A
razão pela qual as mulheres escolhem os melhores filmes
O
relógio na parede nos enganava marcando três e cinco da madrugada. A janela da
cozinha, quebrada, fazia o vento sibilar e alguns pingos de chuva molhavam a
pia e uma pequena parte do chão.
Na
sala, oculto na semiescuridão, lamber o sangue viscoso, vermelho, nojento e
malcheiroso parecia tão assustador quanto realmente era. Um escorregar da
língua na lâmina e não mais seria possível confessar oralmente. Se os olhos se
desviassem para a mão enorme que agarrava a arma branca como se fosse a um bebê
recém-nascido, eram visíveis as unhas longas e maltratadas, sujas de sangue
escuro. Mãos más, como os olhos frios e sem sombra de vida.
O
tique-taque do relógio e o barulho do vento e da chuva eram a sinfonia perfeita
para que as mortes continuassem. No chão, aos pés da enorme figura, o corpo
decapitado parecia uma boneca de pano, observado pela cabeça ensanguentada de
rosto contorcido ao qual pertencia. Observado é modo de dizer, os olhos estavam
furados, a cabeleira loira ensopada por ter sido batida diversas vezes com
violência contra a parede antes de ser separada do corpo.
O
cheiro de morte no ar era convidativo, significava que diversas outras ainda aconteceriam
em breve.
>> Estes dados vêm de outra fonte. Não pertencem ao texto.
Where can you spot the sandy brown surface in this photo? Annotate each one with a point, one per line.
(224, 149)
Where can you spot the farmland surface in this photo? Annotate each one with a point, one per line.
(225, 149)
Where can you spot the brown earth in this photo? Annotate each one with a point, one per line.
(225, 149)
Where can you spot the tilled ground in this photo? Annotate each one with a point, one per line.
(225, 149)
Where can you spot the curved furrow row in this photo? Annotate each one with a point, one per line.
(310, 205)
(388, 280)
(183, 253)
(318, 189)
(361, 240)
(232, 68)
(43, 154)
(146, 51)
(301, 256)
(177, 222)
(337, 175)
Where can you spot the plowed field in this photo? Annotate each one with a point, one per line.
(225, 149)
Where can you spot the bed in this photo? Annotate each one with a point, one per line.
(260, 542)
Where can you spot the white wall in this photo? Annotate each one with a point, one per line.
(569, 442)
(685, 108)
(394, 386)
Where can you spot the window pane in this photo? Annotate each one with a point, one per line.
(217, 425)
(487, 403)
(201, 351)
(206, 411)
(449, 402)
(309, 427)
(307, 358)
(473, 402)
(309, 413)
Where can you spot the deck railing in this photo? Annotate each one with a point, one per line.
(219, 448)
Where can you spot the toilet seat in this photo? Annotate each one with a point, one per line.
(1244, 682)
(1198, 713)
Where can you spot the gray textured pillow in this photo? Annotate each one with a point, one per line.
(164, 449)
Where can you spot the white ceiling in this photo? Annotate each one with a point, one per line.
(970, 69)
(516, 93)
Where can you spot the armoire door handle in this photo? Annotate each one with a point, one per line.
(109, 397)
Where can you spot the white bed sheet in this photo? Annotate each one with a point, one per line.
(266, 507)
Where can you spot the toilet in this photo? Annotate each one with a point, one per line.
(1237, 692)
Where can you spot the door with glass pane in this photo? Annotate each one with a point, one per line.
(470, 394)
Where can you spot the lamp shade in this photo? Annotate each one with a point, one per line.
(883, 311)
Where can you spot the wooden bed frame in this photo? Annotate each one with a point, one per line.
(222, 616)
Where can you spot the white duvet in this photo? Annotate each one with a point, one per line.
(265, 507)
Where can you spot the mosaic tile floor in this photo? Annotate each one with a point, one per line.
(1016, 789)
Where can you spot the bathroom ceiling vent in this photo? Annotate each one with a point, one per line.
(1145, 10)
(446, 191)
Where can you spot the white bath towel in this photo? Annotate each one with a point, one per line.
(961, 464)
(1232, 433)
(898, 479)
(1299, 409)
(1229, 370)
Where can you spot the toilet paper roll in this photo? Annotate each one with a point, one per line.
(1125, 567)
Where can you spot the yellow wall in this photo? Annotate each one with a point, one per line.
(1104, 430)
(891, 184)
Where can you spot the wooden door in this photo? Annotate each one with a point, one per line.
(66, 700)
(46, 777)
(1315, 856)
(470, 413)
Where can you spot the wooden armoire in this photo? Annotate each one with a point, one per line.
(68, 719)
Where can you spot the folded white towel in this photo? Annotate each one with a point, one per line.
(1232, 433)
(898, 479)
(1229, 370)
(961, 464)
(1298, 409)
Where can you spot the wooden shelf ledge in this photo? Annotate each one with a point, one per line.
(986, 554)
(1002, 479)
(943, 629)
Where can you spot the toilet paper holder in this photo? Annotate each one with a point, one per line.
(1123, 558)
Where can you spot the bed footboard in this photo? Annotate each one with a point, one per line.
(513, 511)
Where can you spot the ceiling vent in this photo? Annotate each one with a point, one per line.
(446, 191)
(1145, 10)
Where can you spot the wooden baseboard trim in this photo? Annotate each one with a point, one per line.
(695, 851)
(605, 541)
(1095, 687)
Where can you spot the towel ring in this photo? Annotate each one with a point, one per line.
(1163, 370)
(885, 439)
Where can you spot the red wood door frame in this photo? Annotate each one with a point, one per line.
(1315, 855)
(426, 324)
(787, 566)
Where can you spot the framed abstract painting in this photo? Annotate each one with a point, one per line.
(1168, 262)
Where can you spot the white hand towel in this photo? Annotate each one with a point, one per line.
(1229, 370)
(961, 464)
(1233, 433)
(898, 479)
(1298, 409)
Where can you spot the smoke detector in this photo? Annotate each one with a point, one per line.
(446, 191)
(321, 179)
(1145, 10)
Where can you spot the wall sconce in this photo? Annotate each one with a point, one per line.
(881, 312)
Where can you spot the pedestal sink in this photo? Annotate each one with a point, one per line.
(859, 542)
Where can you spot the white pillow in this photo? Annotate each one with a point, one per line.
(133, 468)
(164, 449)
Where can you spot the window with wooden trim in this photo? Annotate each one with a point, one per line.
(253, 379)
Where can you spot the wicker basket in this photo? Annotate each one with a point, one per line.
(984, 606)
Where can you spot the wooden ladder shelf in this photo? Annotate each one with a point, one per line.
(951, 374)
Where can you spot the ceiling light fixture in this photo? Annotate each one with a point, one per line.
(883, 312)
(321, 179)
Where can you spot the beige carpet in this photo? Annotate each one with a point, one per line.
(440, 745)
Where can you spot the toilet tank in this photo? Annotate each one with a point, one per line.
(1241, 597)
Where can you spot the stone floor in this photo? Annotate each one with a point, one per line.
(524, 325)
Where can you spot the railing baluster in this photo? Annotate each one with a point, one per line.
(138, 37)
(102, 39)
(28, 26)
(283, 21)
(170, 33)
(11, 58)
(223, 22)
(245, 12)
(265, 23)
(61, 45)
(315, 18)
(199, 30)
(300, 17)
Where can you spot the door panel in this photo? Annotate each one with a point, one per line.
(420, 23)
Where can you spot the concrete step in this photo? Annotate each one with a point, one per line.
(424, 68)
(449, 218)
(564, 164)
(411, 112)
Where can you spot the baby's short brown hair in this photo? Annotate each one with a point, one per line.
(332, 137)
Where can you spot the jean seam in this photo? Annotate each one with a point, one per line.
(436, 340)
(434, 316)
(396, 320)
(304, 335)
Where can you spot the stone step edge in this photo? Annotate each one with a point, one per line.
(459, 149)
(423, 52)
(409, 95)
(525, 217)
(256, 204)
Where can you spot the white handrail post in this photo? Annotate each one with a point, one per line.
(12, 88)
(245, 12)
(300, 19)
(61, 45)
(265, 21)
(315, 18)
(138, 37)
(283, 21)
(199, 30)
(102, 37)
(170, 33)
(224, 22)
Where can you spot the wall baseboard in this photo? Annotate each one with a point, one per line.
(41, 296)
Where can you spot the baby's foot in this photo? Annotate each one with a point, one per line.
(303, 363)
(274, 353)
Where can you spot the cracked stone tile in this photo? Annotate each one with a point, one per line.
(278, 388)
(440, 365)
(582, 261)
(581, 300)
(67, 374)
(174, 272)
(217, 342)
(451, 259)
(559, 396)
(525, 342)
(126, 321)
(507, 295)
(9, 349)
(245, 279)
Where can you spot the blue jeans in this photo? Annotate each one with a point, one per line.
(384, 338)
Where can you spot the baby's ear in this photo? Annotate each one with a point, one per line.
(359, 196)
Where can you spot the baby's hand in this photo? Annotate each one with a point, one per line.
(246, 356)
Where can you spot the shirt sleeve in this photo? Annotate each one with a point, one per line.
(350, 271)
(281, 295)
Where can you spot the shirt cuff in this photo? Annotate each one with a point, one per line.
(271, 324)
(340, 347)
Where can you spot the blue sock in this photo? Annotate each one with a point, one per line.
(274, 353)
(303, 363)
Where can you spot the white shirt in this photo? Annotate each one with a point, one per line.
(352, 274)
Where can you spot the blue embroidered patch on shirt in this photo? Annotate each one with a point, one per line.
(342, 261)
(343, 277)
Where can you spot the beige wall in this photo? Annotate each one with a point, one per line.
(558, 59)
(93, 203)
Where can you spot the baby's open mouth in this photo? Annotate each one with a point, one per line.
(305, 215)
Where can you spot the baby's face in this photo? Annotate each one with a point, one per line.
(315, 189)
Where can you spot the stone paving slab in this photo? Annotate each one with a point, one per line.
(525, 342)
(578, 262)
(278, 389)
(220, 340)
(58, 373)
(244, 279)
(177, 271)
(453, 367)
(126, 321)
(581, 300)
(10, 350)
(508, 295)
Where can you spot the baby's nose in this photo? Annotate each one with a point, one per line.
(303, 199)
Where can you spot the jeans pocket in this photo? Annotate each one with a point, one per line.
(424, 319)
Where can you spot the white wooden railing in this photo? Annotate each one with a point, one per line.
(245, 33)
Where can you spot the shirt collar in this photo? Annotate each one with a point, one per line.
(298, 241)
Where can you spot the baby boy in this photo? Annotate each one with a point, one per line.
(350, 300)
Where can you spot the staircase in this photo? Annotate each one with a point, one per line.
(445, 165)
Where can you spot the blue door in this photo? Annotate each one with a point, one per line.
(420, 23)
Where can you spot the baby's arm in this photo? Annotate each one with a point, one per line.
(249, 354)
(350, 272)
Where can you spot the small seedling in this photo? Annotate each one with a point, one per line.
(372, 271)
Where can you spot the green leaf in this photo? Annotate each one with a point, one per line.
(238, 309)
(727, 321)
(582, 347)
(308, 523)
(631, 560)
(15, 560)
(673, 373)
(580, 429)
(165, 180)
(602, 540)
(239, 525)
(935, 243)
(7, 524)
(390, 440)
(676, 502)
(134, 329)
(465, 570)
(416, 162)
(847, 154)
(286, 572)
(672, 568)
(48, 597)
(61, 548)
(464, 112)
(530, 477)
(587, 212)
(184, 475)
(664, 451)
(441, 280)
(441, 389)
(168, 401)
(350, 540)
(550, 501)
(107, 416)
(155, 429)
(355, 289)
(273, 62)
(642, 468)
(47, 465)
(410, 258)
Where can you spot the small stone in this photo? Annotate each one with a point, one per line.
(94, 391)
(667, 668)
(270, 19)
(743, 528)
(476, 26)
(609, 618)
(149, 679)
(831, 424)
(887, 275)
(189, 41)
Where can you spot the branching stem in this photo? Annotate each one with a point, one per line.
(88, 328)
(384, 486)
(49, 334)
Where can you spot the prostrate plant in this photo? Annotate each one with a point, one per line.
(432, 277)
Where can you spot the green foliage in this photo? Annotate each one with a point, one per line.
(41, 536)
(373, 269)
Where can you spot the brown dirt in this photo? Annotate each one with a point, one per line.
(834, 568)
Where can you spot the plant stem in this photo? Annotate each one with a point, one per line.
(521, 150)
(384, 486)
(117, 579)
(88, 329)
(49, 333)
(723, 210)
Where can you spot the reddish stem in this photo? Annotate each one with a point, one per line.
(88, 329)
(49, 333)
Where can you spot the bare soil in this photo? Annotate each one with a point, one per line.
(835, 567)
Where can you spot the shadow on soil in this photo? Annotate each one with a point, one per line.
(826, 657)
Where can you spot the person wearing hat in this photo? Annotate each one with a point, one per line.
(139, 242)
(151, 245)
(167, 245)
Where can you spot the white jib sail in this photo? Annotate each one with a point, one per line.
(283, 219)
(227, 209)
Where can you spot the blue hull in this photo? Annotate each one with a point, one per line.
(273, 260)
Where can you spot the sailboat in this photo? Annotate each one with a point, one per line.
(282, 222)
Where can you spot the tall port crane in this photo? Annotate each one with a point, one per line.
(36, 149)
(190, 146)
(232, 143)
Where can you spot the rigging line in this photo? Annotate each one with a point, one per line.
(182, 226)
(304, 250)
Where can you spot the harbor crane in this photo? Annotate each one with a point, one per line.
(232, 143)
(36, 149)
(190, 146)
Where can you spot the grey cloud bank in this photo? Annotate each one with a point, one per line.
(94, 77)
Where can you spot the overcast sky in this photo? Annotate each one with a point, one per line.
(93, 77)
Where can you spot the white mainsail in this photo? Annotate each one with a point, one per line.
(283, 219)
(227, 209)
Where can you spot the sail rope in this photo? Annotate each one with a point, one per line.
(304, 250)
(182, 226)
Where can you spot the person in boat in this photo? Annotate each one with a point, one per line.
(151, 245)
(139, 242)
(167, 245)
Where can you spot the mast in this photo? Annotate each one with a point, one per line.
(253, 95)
O casal crispou as mãos, suando como porcos em uma sauna, os corações
saltando desesperados. A antecipação à chacina quase os fazia morrer antes. O
medo podia causar reações inesperadas. Suicidar-se para não ser assassinado,
por exemplo.
O
som de passos abafados e olhos esbugalhados, aquele arrepio na nuca e
dificuldade para respirar... O silêncio antes da inundação de berros, gritos
histéricos implorando por perdão, golpes de faca, ranger de dentes, o olhar alucinado
da enorme figura fazia a combinação perfeita para o sorriso vermelho de dentes
gigantes, salientes. O ódio e o terror misturados causavam reações impossíveis
de ignorar.
A
ceifada geral fazia os espectadores engasgar com pipoca, derrubar o
refrigerante e distribuir sorrisos nervosos até o final do filme.
O
casal saiu de mãos dadas do cinema, sorrindo amarelo, sem terem trocado sequer
um beijo durante duas horas de horror! O rapaz pensando arrependido pela
péssima escolha que fizera do filme, que não o permitira realizar o desejo imediato
que era o de bolinar a garota de todo jeito, beijar muito no escurinho do
cinema. Ela, da mesma forma, silenciosamente o amaldiçoava e se sentia tola ao
ponto de permitir que o tapado escolhesse o filme.
Essa
é a razão pela qual as mulheres escolhem muito melhor o filme para o primeiro
encontro! Concorde, imbecil, você não vai ter que assistir quase nada mesmo!